For starters, the rules about buying dollars aren’t just a matter of bank policy—they’re enshrined in law. Specifically, it’s detailed in Act No. 127/2011 amending the Foreign Exchange Act, the Customs Act and the Act on the Central Bank of Iceland. As the name of this law suggests, there have always been restrictions and regulations when it comes to buying foreign currency, even before the 2008 bank collapse. However, pre-crash it had more to do with the buying and selling of foreign securities. After the crash, things got a lot more restrictive.
These restrictions were eased somewhat in November 2009, but there’s still a cap on how much foreign currency you can buy, and a few other provisions have been tossed in for good measure, supposedly to help keep the Icelandic króna stabilized and prevent everyone from buying up metric tonnes of dollars in the hopes of becoming filthy rich when it does.
So what are these regulations, exactly?
First of all, Article 13 d. of the act states that if you’re buying foreign currency, it better be because you’re travelling. To wit: “At purchase or withdrawal an individual shall demonstrate the proposed trip by presenting a ticket or receipt for payment of his scheduled travel within four weeks.” If you happen to be a crewmember of an airplane, you can just show the bank your travel itinerary instead.

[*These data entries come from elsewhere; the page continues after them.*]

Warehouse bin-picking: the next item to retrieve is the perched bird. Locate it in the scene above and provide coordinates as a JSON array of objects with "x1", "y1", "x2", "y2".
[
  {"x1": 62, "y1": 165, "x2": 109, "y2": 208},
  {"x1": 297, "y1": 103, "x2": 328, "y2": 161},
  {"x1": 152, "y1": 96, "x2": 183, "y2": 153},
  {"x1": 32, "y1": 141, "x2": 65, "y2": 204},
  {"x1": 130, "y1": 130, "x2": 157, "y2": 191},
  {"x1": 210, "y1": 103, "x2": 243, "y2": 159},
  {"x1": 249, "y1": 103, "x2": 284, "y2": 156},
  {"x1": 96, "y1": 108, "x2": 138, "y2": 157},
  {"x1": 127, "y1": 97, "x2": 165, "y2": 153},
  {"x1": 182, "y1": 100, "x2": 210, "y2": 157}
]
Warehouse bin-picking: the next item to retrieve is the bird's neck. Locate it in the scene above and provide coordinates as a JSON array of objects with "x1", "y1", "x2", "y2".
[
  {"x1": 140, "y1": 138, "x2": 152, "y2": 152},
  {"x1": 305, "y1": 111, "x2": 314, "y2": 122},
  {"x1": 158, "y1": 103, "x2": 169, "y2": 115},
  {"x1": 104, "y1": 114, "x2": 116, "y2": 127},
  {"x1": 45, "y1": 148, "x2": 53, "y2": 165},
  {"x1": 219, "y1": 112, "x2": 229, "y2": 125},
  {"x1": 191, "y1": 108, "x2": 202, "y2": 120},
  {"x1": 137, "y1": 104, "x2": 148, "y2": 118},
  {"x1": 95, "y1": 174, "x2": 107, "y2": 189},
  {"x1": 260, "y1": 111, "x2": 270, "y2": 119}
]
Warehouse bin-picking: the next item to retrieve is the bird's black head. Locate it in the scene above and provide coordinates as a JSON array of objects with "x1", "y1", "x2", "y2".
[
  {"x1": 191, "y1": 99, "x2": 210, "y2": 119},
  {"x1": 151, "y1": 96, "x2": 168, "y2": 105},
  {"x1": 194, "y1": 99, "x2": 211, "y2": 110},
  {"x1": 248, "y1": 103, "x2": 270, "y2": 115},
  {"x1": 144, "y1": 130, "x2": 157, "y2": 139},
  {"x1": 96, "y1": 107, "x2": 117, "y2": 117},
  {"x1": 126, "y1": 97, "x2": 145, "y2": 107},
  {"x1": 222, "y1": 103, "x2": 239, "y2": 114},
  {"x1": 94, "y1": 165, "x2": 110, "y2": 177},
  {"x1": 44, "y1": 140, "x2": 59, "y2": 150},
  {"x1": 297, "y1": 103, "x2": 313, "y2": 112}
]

Second, you can only buy so many dollars, and you’re restricted as to how often you can do so. Specifically, the bank will see to it that nobody purchases or withdraws “foreign currency in cash for an amount equivalent to more than 350,000 kr. [$2,800 USD] on the purchase- or withdrawal date for each person under paragraph 1 per calendar month.”
Third, if you’re an Icelandic resident and will be living abroad for more than one month, but less than six months, you can transfer that dollar amount from Iceland to yourself once a month.
In all cases of travelling outside of Iceland with American dollars, you—and only you!—are allowed to be carrying those dollars. So if you bought two grand and intend to take it out of Iceland, be sure to keep it in no one else’s luggage but your own.
It’s expected that these restrictions will ease as the economy recovers. And the economy won’t recover if you keep dumping Icelandic króna on the market, so do refrain from buying thousands of dollars each month, if at all possible. Thanks.